Toronto Film Festival – Deludono i film di Cumberbatch e Washington

Toronto Film Festival – Deludono i film di Cumberbatch e Washington

Giornata numero 8 del TIFF con i film The Imitation Game e The Equalizer con Benedict Cumberbatch e Denzel Washington


Non una giornata di cinema memorabile quella trascorsa al Toronto International film Festival. Erano in programma due dei film più attesi della kermesse canadese, The Imitation Game e The Equalizer. Purtroppo i due lungometraggi non si sono rivelati all’altezza delle aspettative, anche se per motivi opposti. Il primo spreca o quasi il talento di Benedict Cumberbatch (comunque carismatico) in un racconto che è interessante quando parla del tentativo di decifrazione del codice Enigma da parte degli inglesi durante la Seconda Guerra Mondiale, molto meno quando invece deve indagare la psicologia fragile di un genio costretto a nascondere la propria omosessualità perché al tempo ancora illegale nel Regno Unito.

Il ritorno alla collaborazione della coppia Antoine Fuqua/Denzel Washington, rispettivamente regista e protagonista di un cult movie come Training Day – che fruttò addirittura l’Oscar come miglior attore alla star – si segnala invece per essere un action iperbolico e abbastanza sconclusionato, incentrato su un vendicatore che fa strage di mafiosi russi senza una vera motivazione forte. Una sorta di giustiziere della notte dei nostri giorni, invincibile oltre la soglia del credibile. Un vero passo indietro per un interprete ti talento purissimo quale è Washington, il quale però ultimamente troppo spesso si concede film alimentari senza pensare alla bontà dei progetti che accetta.

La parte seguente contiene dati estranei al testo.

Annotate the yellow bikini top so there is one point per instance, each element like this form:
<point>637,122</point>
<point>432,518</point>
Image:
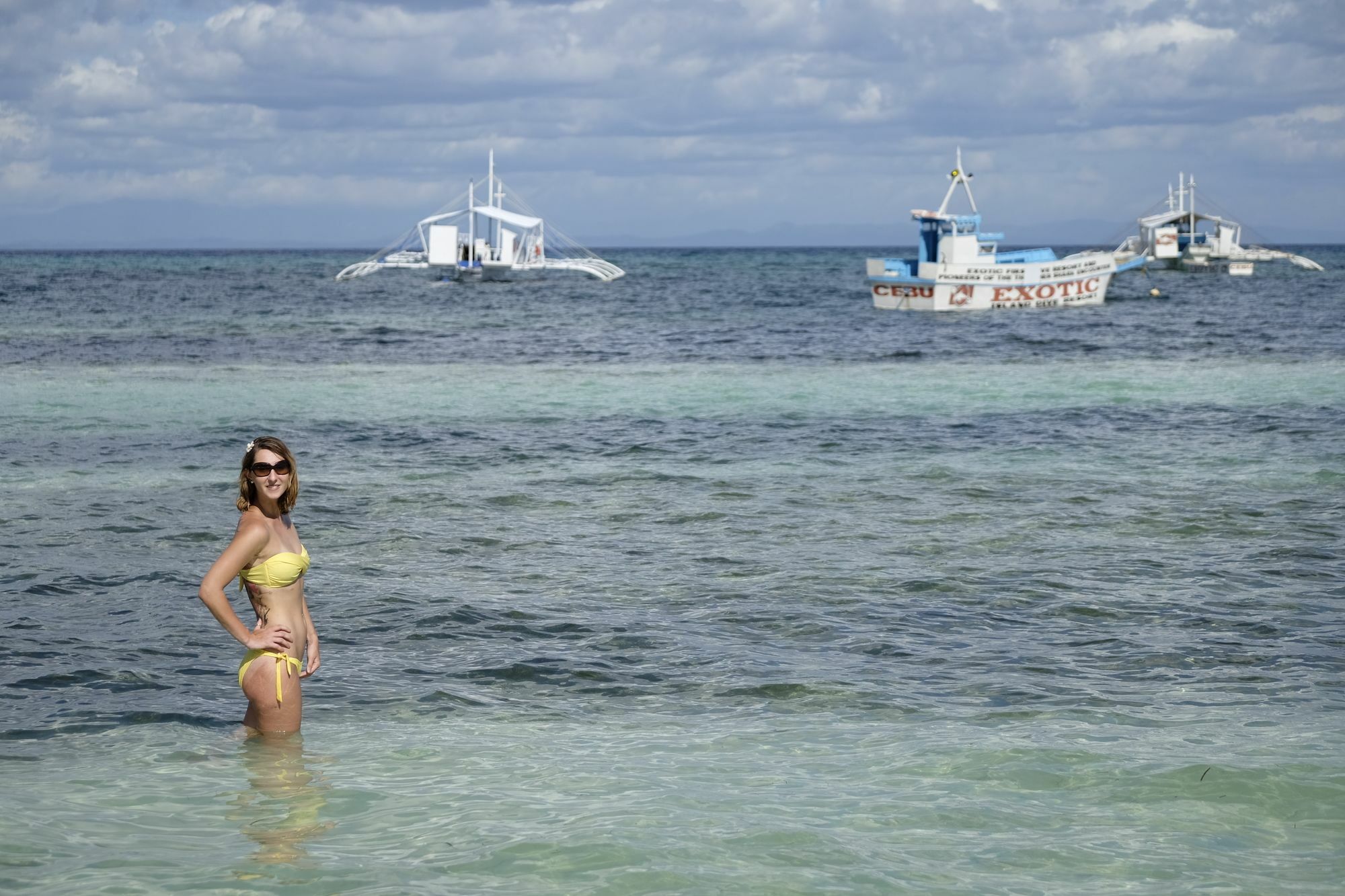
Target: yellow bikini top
<point>278,571</point>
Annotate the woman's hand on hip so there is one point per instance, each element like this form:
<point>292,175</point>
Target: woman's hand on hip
<point>270,638</point>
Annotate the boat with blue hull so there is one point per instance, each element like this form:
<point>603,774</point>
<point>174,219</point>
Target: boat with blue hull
<point>961,268</point>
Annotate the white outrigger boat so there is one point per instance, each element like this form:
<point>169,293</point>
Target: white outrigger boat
<point>489,241</point>
<point>1176,240</point>
<point>960,268</point>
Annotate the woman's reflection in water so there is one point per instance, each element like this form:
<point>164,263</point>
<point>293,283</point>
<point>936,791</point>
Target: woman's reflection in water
<point>280,811</point>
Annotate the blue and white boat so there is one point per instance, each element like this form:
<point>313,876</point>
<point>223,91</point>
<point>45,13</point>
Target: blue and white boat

Fortunatamente la giornata non ci ha però regalato soltanto film dimenticabili. In mattinata si sono svolte le interviste di rito di Pawn Sacrifice, film di Edward Zwick sulla storica sfida di scacchi tra Bobby Fischer e Boris Spassky. Erano presenti all’attività stampa Michael Stuhlbarg, Peter Sarsgaard e Liev Schreiber, che nel lungometraggio interpreta il campione russo. “Ciò che legava i due sfidanti a quel tempo era il senso di paranoia che stavano vivendo –ha spiegato Schreiber – la sensazione costante di essere spiati, perché in piena Guerra Fredda il loro scontro rappresentava moltissimo non solo a livello sportivo.” Stuhlbarg ha invece sottolineato la difficoltà di interpretare ruoli seri ma che hanno sfumature più leggere: “Bisogna sempre trovare un equilibrio specifico tra queste componenti, tenendo ben presente qual è il tono del film. Nel mio caso non penso mai troppo a voler far ridere a tutti i costi o a far intenerire i cuori, seguo quello che un ruolo mi racconta e mi affido alla sapienza del regista.”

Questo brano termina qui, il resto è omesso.